Our patient responded well to our standard treatment for angle closure glaucoma, which consists of intravenous acetazolamide 500 mg and topical pilocarpine (2%), and latanaprost (0.005%); and after 3 h the cornea had cleared enough for bilateral yttrium-aluminum-garnet (YAG) peripheral iridotomies to be undertaken. With these measures, the pressure fell to 12 mmHg, the anterior chamber deepened, and the angle opened to a similar status as the unaffected left eye; enabling a fundoscopic examination to be performed. During this examination it was noted that there was a fresh disciform macular hemorrhage at the back of the right eye. This intraretinal hemorrhage extended to the arcades but not beyond, involving the entire macular region [Figure 1]. There was no evidence of a choroidal effusion seen in either eye. He did not require long term topical or systemic therapy once the episode of angle closure had subsided, but his vision unfortunately did not improve beyond counting fingers despite subsequent intravitreal treatment with ranibizumab. His cough was normally under control, but it was thought that the excessive stress of watching his national rugby team perform badly had caused an abnormally severe episode.

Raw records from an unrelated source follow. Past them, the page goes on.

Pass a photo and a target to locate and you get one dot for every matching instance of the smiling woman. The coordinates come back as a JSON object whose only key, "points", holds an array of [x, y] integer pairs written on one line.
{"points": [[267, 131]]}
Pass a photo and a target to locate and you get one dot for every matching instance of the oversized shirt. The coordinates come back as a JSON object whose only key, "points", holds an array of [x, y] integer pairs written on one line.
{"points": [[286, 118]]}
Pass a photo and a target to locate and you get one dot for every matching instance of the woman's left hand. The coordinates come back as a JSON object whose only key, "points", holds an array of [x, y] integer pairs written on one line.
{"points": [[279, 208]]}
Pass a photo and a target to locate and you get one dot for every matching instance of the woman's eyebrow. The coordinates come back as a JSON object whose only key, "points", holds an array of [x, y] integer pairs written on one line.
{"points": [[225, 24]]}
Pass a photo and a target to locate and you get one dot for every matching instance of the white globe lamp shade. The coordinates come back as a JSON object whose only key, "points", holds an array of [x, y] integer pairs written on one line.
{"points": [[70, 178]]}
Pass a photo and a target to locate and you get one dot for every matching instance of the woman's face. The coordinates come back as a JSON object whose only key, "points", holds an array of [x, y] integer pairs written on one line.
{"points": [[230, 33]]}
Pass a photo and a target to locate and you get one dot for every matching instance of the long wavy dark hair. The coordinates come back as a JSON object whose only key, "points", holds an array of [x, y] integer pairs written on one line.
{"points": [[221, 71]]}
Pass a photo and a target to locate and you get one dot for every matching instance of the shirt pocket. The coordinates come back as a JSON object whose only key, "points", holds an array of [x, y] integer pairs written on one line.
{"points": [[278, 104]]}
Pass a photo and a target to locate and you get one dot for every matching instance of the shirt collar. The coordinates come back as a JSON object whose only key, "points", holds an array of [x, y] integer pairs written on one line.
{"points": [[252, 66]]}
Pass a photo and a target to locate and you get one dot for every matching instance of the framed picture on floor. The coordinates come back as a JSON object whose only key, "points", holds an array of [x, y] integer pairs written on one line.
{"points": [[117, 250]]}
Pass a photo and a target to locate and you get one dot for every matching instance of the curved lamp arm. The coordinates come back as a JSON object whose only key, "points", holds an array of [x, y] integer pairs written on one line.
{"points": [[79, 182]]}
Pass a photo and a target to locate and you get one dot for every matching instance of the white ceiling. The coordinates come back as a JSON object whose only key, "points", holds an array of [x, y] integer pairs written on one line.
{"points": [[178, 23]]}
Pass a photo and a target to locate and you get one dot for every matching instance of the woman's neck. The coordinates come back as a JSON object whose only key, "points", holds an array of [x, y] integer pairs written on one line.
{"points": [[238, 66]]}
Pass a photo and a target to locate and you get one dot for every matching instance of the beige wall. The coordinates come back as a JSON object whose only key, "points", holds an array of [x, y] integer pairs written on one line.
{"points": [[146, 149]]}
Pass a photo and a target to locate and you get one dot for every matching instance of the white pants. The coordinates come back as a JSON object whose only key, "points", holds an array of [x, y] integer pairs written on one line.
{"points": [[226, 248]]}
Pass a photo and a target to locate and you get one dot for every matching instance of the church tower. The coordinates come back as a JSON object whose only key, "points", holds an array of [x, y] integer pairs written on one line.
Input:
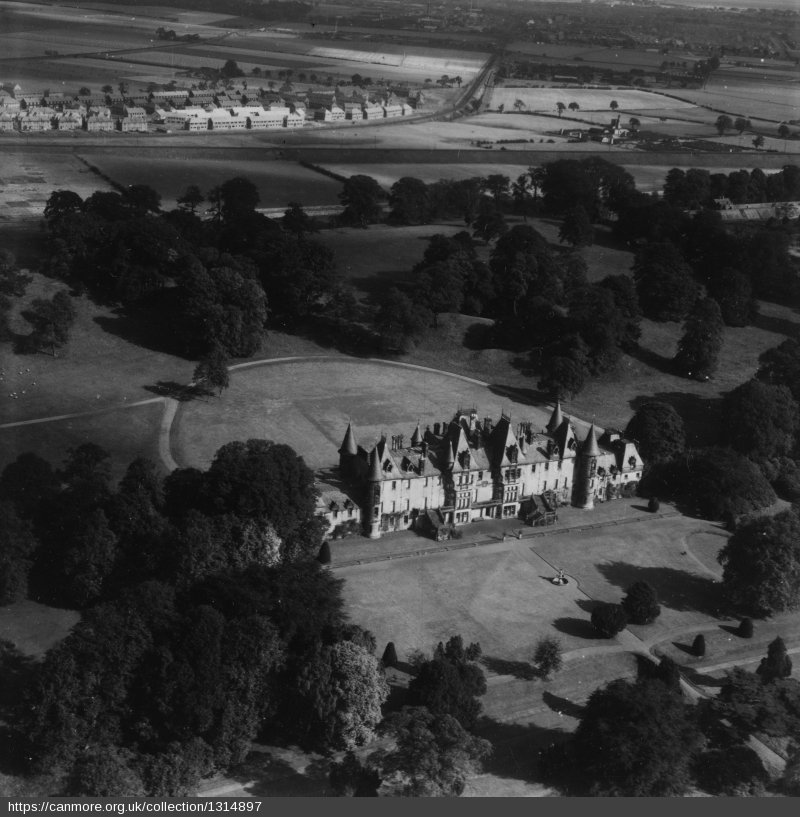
{"points": [[586, 471]]}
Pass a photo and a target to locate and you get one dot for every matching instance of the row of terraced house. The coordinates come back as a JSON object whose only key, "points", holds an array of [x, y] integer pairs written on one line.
{"points": [[196, 109]]}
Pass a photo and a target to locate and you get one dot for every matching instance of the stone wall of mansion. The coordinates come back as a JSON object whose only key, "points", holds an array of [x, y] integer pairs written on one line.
{"points": [[468, 469]]}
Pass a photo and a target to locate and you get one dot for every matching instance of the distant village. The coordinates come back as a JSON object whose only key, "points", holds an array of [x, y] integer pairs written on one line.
{"points": [[233, 107]]}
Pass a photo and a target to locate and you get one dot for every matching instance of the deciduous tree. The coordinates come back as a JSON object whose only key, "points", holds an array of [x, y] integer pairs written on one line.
{"points": [[700, 345], [635, 740], [433, 757], [761, 564]]}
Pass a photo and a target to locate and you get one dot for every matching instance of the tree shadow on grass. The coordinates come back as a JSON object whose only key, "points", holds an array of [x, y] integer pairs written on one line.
{"points": [[661, 363], [778, 326], [516, 747], [271, 776], [562, 706], [577, 627], [676, 589], [17, 676], [177, 391], [152, 326], [701, 415], [528, 397], [519, 669]]}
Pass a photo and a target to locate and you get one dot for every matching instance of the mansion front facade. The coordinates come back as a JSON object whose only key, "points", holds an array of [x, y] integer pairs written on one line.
{"points": [[469, 469]]}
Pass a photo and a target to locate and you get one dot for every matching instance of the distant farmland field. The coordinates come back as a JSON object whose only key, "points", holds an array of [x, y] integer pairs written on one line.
{"points": [[589, 99]]}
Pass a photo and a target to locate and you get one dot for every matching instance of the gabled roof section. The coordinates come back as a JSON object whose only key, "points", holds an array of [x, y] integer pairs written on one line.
{"points": [[349, 445], [556, 418], [564, 438], [375, 474]]}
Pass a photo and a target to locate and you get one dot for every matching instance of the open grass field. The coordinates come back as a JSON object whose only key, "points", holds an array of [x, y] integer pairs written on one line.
{"points": [[589, 99], [500, 594], [90, 41], [308, 404], [170, 173], [615, 58], [26, 181], [125, 433], [751, 98]]}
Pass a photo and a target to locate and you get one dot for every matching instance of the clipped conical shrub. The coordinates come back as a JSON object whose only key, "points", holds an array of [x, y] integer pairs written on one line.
{"points": [[389, 658]]}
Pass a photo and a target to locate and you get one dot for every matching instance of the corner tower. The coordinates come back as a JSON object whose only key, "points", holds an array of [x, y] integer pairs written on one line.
{"points": [[348, 452], [586, 471]]}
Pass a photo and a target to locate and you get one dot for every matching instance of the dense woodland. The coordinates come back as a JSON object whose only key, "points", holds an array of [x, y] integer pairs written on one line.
{"points": [[207, 621]]}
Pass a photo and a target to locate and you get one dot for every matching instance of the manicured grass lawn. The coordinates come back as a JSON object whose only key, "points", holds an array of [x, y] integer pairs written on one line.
{"points": [[499, 595], [607, 561], [125, 433], [308, 405]]}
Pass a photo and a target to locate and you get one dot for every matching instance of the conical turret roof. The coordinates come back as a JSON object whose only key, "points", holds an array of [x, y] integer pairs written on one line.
{"points": [[349, 442], [556, 418], [449, 458], [375, 466], [590, 447]]}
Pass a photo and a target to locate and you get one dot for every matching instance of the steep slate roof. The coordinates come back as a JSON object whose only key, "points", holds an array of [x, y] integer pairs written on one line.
{"points": [[590, 447]]}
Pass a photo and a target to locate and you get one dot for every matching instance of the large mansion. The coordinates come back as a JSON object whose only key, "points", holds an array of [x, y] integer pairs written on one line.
{"points": [[467, 469]]}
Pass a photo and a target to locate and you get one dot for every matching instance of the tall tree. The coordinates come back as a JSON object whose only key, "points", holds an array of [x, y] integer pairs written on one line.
{"points": [[433, 754], [635, 740], [761, 564], [777, 664], [450, 684], [51, 320], [761, 420], [700, 345], [361, 196], [576, 228], [340, 693], [780, 366], [658, 431], [409, 201], [664, 282], [212, 370]]}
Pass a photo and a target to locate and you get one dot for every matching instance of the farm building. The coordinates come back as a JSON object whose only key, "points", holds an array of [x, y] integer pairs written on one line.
{"points": [[35, 120], [465, 470]]}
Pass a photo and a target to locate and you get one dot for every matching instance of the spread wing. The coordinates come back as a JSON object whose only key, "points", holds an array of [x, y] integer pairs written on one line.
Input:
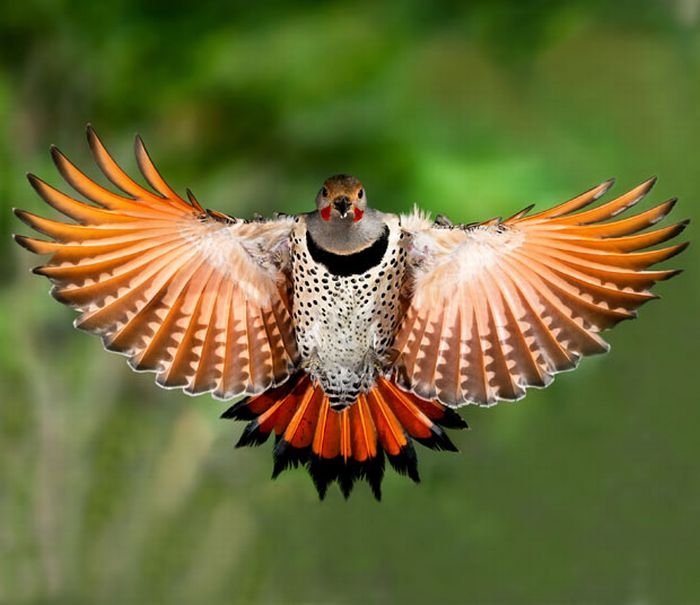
{"points": [[504, 305], [193, 295]]}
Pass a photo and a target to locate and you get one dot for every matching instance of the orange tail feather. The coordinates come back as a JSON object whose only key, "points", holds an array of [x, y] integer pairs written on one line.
{"points": [[348, 445]]}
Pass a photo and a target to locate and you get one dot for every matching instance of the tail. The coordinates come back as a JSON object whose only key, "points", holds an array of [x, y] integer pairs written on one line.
{"points": [[348, 445]]}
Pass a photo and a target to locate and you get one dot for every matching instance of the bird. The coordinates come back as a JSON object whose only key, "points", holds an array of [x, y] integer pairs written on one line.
{"points": [[347, 332]]}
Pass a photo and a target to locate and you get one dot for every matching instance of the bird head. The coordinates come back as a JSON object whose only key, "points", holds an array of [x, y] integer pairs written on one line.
{"points": [[342, 198]]}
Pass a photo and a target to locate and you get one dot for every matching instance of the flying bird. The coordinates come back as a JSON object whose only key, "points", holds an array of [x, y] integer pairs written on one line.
{"points": [[348, 332]]}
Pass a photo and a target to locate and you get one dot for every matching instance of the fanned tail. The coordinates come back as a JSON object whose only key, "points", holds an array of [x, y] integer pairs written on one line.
{"points": [[348, 445]]}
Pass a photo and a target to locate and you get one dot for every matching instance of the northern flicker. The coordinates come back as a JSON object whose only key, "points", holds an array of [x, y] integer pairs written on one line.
{"points": [[348, 332]]}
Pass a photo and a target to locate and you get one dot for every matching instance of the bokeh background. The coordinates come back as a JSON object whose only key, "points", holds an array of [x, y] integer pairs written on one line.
{"points": [[114, 491]]}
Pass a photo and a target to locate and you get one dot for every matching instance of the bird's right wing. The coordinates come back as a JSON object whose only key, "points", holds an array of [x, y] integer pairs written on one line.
{"points": [[501, 306], [193, 295]]}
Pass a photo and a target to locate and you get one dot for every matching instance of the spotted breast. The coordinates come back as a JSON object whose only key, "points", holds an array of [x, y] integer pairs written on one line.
{"points": [[346, 309]]}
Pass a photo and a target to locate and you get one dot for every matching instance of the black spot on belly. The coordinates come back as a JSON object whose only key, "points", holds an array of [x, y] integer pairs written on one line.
{"points": [[350, 264]]}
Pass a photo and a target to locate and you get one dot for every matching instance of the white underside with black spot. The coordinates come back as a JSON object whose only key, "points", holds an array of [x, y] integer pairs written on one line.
{"points": [[345, 324]]}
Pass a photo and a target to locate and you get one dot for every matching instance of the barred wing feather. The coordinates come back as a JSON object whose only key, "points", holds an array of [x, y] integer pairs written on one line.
{"points": [[504, 305], [198, 298]]}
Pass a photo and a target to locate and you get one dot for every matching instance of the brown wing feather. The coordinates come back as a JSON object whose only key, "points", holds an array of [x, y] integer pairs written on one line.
{"points": [[502, 306], [201, 302]]}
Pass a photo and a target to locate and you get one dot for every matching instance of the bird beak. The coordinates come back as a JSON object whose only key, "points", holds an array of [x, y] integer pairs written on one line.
{"points": [[342, 205]]}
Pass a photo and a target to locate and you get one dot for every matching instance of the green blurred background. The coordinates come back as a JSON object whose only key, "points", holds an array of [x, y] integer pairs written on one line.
{"points": [[115, 491]]}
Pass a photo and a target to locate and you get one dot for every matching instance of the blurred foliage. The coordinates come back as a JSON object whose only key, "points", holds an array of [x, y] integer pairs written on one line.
{"points": [[112, 490]]}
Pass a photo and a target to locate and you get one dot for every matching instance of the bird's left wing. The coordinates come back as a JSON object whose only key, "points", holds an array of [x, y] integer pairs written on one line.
{"points": [[501, 306], [193, 295]]}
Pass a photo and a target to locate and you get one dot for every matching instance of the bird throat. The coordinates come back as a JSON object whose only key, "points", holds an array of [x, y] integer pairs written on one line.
{"points": [[354, 263]]}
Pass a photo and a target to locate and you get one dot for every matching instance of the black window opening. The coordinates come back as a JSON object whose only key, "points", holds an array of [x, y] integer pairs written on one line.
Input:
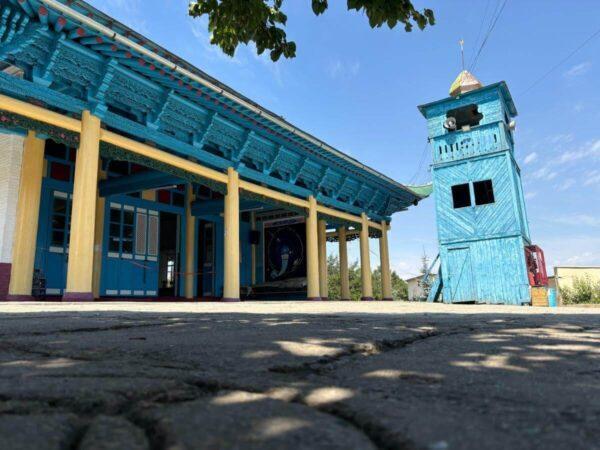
{"points": [[484, 192], [461, 195], [466, 116]]}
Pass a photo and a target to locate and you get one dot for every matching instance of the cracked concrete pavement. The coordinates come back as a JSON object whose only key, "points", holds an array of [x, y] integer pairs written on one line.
{"points": [[298, 375]]}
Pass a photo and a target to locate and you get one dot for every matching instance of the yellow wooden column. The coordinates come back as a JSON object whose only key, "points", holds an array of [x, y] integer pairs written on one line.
{"points": [[386, 274], [83, 215], [365, 260], [231, 283], [253, 249], [190, 245], [26, 224], [312, 252], [98, 239], [323, 280], [344, 275]]}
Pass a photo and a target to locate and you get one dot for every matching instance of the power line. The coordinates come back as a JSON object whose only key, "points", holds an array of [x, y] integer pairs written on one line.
{"points": [[421, 161], [476, 41], [488, 34], [561, 62]]}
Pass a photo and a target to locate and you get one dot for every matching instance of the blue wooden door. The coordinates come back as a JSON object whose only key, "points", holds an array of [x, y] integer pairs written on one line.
{"points": [[461, 286], [130, 268], [53, 240]]}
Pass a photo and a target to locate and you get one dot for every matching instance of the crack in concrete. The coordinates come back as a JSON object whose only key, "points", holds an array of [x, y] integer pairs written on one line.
{"points": [[327, 363], [92, 329]]}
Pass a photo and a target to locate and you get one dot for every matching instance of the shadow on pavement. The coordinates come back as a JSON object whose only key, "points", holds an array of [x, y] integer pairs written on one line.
{"points": [[134, 379]]}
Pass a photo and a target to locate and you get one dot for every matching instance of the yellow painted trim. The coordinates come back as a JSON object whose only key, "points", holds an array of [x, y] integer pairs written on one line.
{"points": [[98, 238], [344, 273], [253, 249], [231, 281], [162, 156], [83, 216], [365, 260], [38, 113], [345, 216], [323, 279], [46, 116], [312, 251], [384, 253], [349, 233], [26, 224]]}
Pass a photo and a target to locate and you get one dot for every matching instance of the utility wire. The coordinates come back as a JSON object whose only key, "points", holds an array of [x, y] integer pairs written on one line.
{"points": [[562, 61], [421, 161], [487, 36], [483, 17]]}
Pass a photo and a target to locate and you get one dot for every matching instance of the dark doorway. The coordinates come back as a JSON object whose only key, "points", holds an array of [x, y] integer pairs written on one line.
{"points": [[169, 255], [206, 259]]}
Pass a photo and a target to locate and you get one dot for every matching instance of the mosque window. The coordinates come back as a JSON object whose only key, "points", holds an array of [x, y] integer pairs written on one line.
{"points": [[464, 117], [461, 195], [484, 192]]}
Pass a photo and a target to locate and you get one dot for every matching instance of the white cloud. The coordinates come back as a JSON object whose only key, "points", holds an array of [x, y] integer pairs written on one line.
{"points": [[578, 69], [530, 158], [589, 150], [564, 138], [345, 70], [592, 178], [544, 173], [566, 184]]}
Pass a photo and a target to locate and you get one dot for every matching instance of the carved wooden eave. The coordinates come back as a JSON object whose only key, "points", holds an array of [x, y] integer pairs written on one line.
{"points": [[69, 68]]}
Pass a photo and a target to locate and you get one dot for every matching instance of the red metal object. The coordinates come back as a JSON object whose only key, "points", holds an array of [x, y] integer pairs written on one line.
{"points": [[536, 266]]}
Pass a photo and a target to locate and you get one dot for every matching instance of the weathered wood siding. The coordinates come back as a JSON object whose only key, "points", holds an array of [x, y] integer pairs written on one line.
{"points": [[481, 246]]}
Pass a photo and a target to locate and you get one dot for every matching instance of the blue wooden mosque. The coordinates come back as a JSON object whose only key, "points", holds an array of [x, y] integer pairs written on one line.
{"points": [[485, 246]]}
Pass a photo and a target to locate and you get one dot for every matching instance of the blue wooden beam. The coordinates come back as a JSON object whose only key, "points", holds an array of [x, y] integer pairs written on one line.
{"points": [[216, 206], [136, 183]]}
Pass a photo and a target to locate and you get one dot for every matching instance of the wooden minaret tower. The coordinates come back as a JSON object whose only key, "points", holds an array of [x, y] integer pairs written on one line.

|Figure 1: This picture of the patient's right fundus demonstrates the size and extent of the macular hemorrhage|
Click here to view
We suggest that in patients with narrow angles small increases in posterior segment pressure, such that can be caused by a disciform macular hemorrhage, may be sufficient to cause angle closure by transmitting pressure to the lens via the vitreous, thus closing the angle. Hypertension and coughing are postulated to be factors that played a role in causing the neovascular membrane to bleed, thus triggering the cascade. It is possible that these two events occurred by coincidence and are not linked; but as the history is strongly suggestive and the theoretical mechanism plausible, it is an interesting hypothesis to consider and more reporting needs to be done by other clinicians who may be encountering the same but not linking the two events. It should be acknowledged that rapid reduction of intraocular pressure can lead to an exacerbation of any underlying hemorrhage, although the history here suggests that the hemorrhage preceded the rise in pressure. This has not been previously described and underlines the importance of fundoscopic examination in all angle closure cases.